• Lymph nodes neck, clavicle and hilum unknown primary

    Asked by Zzchap on Monday, May 20, 2013

    Lymph nodes neck, clavicle and hilum unknown primary

    My husband was diagnosed in August. He had a round of chemo, then another round of chemo/radiation was completed 5 weeks ago. He is so very weak....has lost about 30lbs and all of his muscle tone. He is 67 but has always been very athletic, now he has no strength what so ever. No appetite or taste.....tho taste is just beginning to return. Very depressed, very tired....major phlegm and coughing. In hospital last week for bilateral pneumonia and when chest CT scan was done, pulmonologist showed me an area in the lower left lobe that he thought was suspicious worried that it has spread to lungs, to the small tumors on hilum on scan looked almost normal in size. How do I get him healthy again? How do I get his strength, muscle tone and activity level back? Desperate....
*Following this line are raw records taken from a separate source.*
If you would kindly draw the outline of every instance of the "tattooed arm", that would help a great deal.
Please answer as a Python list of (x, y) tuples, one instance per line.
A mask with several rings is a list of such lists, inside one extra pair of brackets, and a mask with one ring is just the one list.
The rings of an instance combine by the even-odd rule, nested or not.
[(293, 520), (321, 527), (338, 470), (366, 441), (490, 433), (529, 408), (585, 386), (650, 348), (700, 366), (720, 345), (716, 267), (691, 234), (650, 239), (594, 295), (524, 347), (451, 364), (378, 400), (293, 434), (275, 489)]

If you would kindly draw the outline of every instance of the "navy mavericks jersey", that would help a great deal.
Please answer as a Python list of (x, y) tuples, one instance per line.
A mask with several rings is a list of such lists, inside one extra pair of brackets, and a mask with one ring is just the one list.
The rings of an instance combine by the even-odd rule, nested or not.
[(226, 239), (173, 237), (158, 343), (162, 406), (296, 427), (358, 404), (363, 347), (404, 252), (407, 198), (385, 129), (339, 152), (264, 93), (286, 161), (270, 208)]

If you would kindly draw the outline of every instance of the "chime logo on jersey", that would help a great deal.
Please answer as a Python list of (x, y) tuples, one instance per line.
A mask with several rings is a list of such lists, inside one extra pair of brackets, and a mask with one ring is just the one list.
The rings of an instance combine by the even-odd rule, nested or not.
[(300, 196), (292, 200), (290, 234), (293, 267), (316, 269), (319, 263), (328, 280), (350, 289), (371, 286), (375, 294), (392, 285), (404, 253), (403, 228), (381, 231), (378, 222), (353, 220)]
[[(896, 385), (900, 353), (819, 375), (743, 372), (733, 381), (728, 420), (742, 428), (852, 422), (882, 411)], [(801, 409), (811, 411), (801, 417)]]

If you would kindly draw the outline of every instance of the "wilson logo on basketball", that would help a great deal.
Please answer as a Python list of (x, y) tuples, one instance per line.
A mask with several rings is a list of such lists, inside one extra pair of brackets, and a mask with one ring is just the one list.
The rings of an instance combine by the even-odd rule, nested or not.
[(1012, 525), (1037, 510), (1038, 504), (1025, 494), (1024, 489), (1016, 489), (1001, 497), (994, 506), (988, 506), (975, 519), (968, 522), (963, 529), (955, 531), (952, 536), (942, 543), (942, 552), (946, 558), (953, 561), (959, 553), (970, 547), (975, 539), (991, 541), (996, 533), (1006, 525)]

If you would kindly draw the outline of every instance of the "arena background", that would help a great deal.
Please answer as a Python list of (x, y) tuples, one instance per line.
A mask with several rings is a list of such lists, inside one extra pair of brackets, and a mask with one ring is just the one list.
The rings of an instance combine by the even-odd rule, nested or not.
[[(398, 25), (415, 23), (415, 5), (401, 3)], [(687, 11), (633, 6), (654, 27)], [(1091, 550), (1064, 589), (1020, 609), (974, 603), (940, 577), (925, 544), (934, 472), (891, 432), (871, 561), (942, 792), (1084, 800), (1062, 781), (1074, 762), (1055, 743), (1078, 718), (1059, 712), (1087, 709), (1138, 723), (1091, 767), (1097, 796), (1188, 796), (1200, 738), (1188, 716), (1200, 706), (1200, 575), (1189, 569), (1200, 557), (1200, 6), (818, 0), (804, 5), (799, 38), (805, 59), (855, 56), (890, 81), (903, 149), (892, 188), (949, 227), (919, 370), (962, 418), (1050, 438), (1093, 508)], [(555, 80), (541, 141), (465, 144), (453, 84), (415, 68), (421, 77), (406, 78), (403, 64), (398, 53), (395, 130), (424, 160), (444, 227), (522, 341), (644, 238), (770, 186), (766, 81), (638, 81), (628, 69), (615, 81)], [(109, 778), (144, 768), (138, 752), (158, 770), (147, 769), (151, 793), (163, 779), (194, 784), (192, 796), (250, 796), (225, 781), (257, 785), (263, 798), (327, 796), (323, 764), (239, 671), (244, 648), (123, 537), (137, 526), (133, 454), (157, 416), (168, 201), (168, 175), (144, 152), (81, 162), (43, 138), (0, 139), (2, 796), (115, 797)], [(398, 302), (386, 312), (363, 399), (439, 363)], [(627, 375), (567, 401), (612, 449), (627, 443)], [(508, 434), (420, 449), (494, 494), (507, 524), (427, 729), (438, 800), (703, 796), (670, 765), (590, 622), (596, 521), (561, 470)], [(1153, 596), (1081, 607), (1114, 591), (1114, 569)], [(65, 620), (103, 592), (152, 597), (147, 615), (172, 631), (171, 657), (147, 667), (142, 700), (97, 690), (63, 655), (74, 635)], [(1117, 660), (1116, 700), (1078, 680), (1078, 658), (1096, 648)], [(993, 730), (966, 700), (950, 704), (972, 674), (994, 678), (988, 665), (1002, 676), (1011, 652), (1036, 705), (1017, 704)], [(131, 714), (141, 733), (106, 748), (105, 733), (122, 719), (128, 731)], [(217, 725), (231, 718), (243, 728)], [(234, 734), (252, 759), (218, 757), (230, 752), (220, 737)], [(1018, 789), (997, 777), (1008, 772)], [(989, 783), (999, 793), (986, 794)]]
    3 Answers from the Community

    • CAS1's Avatar

      Well its going to take time..Cancer effects the muscle tone in the body as do the treatments. And it takes time to restore from the Radiation. That's the kicker in the treatment..Its just tough on the body. He is just out of treatment so it takes time.
      Just stay hydrated, rest and when he is ready he can try and participate in exercise programs either Pulmonary/Heart rehab at the hospital or the YMCA Livestrong program. Tickle cancer got me started on it.
      Ask his Dr's what they recommend for a rehab program. Now that you have his coughing under control he will start to regain energy.
      All the best,

      over 4 years ago
    • GregP_WN's Avatar

      Hi ZZ, I have been diagnosed 3 times and fought through it all three. Each time I had some or all of the symptoms you describe. As CAS says, it just takes time. It's tough to exercise when you don't feel like it but it would help to get him up and moving as much as possible. I lost a lot of muscle tone too, I can't do half what I was able to do before my last dx, but I am getting better slowly. The taste will come back, mine was back after a month or so, but everyone is different in how they recover, or take the treatments. I drank lots of milk shakes, I still liked them and they are packed with calories. So I got as many as I felt like eating. Let him eat anything he will find a taste for, it will help some.
      We wish you and he the best, stay tuned in with us.

      over 4 years ago
    • carm's Avatar

      I can understand your concerns and while it might seem like the best medicine is therapy and rest, what might best suit your husband is to see the big picture in front of him. What has happened is in the past, and yet if we do not embrace those moments then we cannot let them go. He has been through quite a lot and it seems as if the disease can be relentless and quite unforgiving, but you can't get a handle on it if you don't embrace it. I work as a nurse in oncology and in end of life care and in end of life care there is an old saying that is applicable both through the journey and at the journeys end so it applies in oncology as well. That saying is, "You don't get over it, you just get through it. You don't get by it, because you can't get around it. It doesn't 'Get Better,' it just gets different every day....grief puts on a new face."
      There is a battle afoot and although he is worn from the fight you cannot deny that he lives to fight another day. He is a warrior who at this moment has struck the last blow. Whatever races through his mind must also keep company with that fact. Apetite's will wane as does the taste sensations, fatigue is the most common side effect of any therapy in the war against cancer. Depression is his mind and heart reconsiling to each other. He has to see that picture that lies before him, his life, that very life now stands waiting for him and life is meant to go forward, ever forward. In time he will realize this and know that he cannot stand still and stop time in its track. If you compromise the promise of tomorrow, you still cannot stay in the now forever. You have to ask him who he is living for. If not for himself than by his actions he has become the disease he fought so hard against and that is the life he lives now. But his disease is not what defines him. All the unborn moments that lie in his path will be his legacy. But he must step into them first. So let him embrace the yesterdays, grieve for time and circumstance lost in the battle. Soon he will take up his armor and get back into the arena where tomorrow calls to him. Help him to see that he has to hold the past to him tightly for just a bit, but then he has to set it free and let it go. All other activities will follow. Just be patient. Allow him to be before he can do. He knows in his heart that the only true path is one yet walked. Best of luck to you, Carm RN.